The project provides a Streamlit web application:
1. **Upcoming Event Prediction**: Automatically loads the next UFC event, obtains real-time odds, and sorts prediction results by confidence
2. **Custom Match Prediction**: Select two fighters from a library of 2241 fighters for a match, supports inputting odds for comparison, and displays a statistical data comparison table

Requires The Odds API key (free version allows 500 requests per month); prediction is still possible without a key.

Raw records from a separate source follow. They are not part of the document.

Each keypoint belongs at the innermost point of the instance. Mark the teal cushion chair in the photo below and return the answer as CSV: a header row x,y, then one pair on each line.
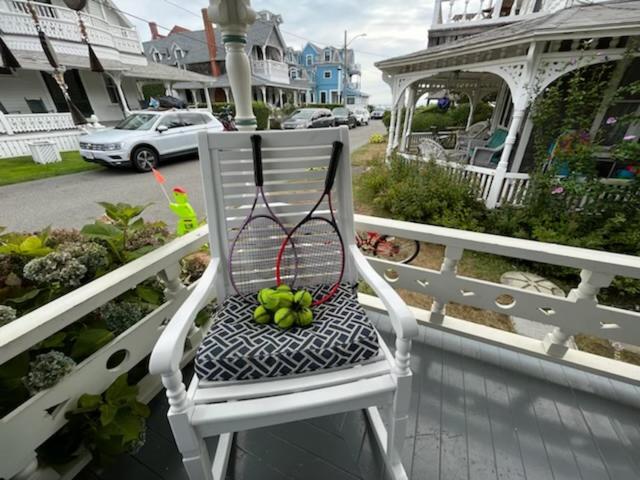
x,y
489,155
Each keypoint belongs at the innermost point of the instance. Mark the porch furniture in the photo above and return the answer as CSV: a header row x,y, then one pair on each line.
x,y
432,150
263,376
36,105
489,154
475,136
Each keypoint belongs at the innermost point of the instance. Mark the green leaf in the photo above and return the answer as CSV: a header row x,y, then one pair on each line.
x,y
89,402
89,341
149,294
120,393
107,413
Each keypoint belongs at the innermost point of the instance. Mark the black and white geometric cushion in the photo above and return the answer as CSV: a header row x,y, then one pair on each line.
x,y
237,348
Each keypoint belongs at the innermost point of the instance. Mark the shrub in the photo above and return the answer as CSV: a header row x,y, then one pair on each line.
x,y
420,192
47,370
7,315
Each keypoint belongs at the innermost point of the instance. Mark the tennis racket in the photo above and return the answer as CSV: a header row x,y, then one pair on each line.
x,y
318,245
259,240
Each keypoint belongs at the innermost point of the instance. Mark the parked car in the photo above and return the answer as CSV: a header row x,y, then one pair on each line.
x,y
344,116
144,138
362,116
377,114
309,118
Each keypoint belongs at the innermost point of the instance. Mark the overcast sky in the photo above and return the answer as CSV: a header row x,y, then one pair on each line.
x,y
393,27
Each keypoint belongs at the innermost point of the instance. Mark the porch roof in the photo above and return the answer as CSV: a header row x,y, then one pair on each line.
x,y
30,60
617,16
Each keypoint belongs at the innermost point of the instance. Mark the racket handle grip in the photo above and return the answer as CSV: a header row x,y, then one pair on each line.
x,y
256,145
336,152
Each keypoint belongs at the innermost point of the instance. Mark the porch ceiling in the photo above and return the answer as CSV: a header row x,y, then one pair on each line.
x,y
614,18
152,71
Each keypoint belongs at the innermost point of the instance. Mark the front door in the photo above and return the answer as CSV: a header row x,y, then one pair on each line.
x,y
76,92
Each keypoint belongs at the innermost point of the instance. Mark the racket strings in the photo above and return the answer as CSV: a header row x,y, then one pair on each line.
x,y
254,253
319,259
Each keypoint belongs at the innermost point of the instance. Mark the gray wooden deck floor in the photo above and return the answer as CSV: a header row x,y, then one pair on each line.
x,y
469,420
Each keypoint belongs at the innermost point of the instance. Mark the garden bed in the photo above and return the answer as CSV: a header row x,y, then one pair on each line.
x,y
24,169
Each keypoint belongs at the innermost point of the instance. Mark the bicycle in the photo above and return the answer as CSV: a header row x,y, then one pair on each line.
x,y
387,247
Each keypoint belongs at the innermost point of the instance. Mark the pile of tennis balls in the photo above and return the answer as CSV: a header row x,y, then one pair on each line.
x,y
284,307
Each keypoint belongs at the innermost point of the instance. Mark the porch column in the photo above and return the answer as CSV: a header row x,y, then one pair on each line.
x,y
117,80
392,131
233,19
6,126
208,98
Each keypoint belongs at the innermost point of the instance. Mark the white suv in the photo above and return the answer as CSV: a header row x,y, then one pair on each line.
x,y
144,137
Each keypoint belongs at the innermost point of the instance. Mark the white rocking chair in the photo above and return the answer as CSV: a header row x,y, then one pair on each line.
x,y
295,165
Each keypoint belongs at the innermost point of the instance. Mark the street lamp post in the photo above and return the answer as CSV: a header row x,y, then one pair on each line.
x,y
345,65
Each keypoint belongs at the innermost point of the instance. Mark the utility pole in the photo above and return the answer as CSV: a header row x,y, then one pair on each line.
x,y
345,65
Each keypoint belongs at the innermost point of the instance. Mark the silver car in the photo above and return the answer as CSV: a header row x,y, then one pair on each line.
x,y
144,138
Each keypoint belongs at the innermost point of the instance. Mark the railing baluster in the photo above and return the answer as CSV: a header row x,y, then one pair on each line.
x,y
452,256
585,298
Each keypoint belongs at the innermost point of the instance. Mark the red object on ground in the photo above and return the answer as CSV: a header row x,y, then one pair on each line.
x,y
158,176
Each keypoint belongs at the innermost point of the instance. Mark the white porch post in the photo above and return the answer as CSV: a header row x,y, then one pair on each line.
x,y
234,18
117,80
207,97
6,126
392,131
520,103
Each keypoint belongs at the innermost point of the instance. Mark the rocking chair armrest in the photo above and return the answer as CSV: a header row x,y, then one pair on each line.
x,y
402,320
169,349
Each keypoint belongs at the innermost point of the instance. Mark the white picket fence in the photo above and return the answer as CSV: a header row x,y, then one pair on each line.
x,y
28,426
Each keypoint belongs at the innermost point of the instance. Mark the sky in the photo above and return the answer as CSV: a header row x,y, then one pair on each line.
x,y
392,27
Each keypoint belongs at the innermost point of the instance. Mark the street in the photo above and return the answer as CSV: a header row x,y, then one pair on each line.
x,y
70,201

## Implications for Sports Prediction Practice

1. **Temporal leakage is a core trap**: Strict temporal segmentation and rolling features are the foundation of real performance
2. **Feature engineering takes priority over model complexity**: The improvement from a single XGBoost (66.02%) to ensemble (68.45%) comes from feature refinement
3. **Domain knowledge creates differences**: Features like style collision and state decay rely on understanding combat sports
4. **Confidence stratification is key**: Ignoring reliability stratification leads to failure in high-risk scenarios

## Conclusion: System Value and Practical Significance

This system demonstrates the potential of machine learning in sports prediction. The core strategies (temporal features, multi-dimensional features, model ensemble, confidence stratification) form a usable framework. It provides practitioners with verified technical paths and lessons learned, emphasizing reproducibility and practicality in real-world scenarios.